It may, however, also be possible to use rectangular posts,
but the flow resistance for the same gap would be higher
and the fabrication becomes more difficult. The experimental data confirmed the effectiveness of the oval shaped
posts in temporarily stopping of liquid. The filling front
thus fills the entire row, and only after reaching the edge
of the CP, advances to the next row. The CP is thus filled
row-by-row.
Two distinct CPs were designed that guide the filling
front in two different ways. The first is called a serpentine
pump, because it guides the liquid front along a serpentine
path, Fig. 1b. As it reaches the edge of the CP, the liquid
front is guided to the next row while guiding structures are
included to prevent premature leakage into the subsequent
row. The second CP is called leading-edge pump, because
the liquid front is led along one edge of the CP and starts
sequentially filling each row from this edge, Fig. 1c. The
liquid front is guided by reducing the gap between the
‘‘leading’’ edge and the posts compared with the other
edges—hence creating a higher capillary pressure at the
leading edge—and thus forcing the liquid to fill each row
from that edge. In both CPs, the angle of the rows is varied
and tilted between 08 to 458 relative to the edge of the CP.

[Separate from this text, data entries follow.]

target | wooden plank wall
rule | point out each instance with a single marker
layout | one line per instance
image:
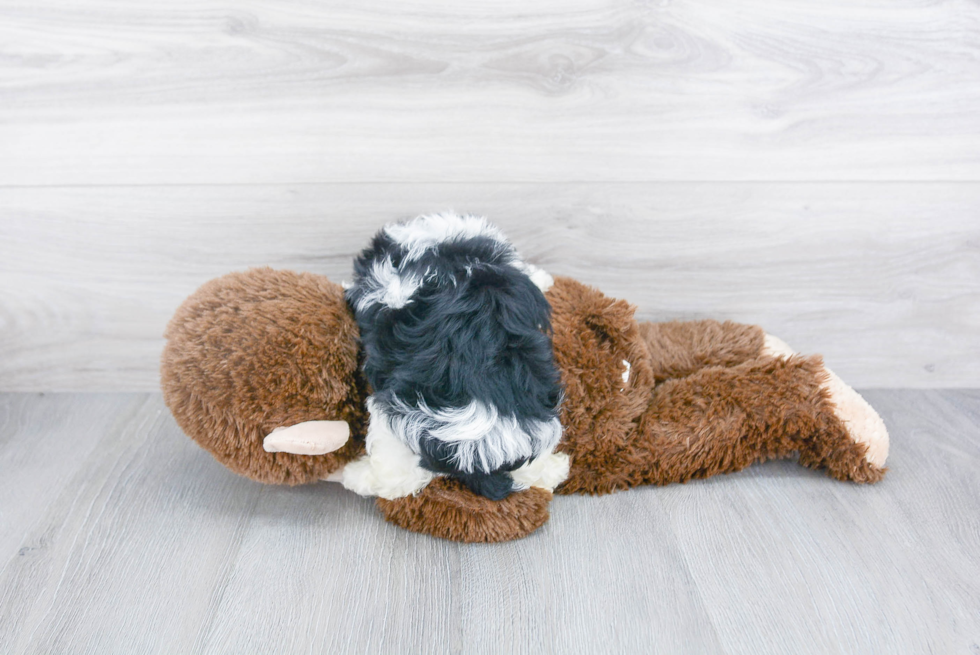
(812, 167)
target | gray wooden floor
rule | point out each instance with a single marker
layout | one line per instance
(118, 535)
(813, 167)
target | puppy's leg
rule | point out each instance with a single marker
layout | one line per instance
(863, 424)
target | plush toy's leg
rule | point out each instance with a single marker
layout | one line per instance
(722, 419)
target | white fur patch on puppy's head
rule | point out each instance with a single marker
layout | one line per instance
(427, 231)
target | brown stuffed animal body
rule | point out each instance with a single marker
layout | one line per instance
(262, 369)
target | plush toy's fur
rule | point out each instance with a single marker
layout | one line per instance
(644, 403)
(457, 350)
(250, 352)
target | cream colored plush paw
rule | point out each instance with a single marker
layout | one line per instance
(860, 419)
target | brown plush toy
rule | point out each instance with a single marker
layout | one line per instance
(262, 369)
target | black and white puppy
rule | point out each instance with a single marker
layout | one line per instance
(455, 331)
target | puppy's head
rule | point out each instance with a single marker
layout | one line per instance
(457, 349)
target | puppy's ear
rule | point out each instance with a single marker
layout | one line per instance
(448, 510)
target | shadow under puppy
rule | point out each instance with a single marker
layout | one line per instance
(455, 331)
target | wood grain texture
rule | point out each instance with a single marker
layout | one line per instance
(287, 91)
(142, 543)
(880, 278)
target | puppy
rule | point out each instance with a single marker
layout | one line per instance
(455, 330)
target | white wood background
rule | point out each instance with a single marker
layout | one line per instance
(810, 166)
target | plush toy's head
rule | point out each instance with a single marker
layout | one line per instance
(250, 352)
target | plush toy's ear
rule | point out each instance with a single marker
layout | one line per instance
(252, 352)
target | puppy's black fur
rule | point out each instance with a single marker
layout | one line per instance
(477, 328)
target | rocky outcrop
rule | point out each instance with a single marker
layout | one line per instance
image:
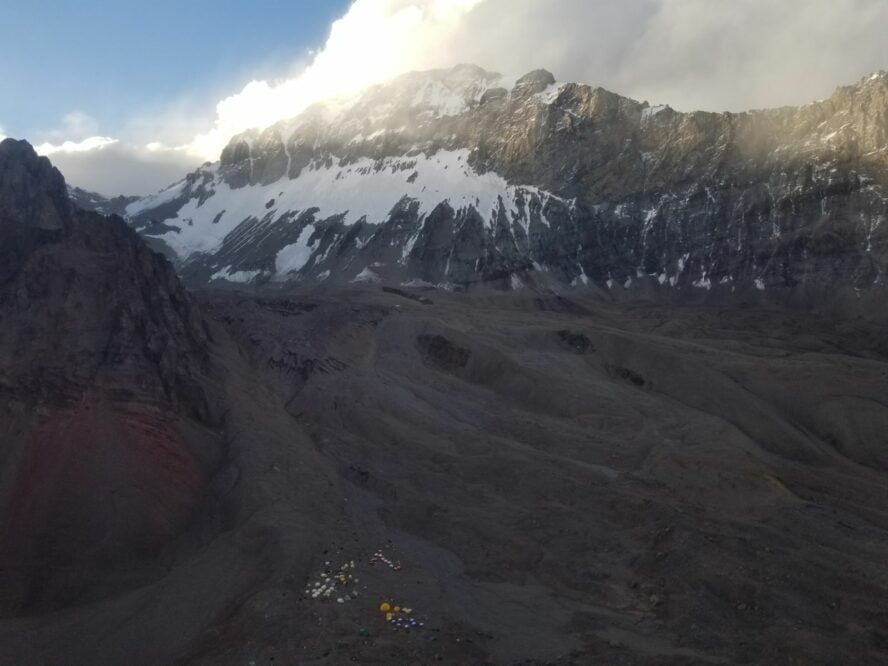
(456, 178)
(105, 395)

Manipulation of the filling front along the required directions allows filling of CPs with various geometries and thus
could save the footprint of the microfluidic circuits. Also,
by varying the filling front direction, the number of posts
per unit area of the CP and its capacity can be adjusted.
To test the two CP designs, simple capillary systems
consisting of a loading port, a capillary retention valve
(CRV), an external flow resistor, and the respective CP
were built, Fig. 1d (Juncker et al. 2002; Hitzbleck et al.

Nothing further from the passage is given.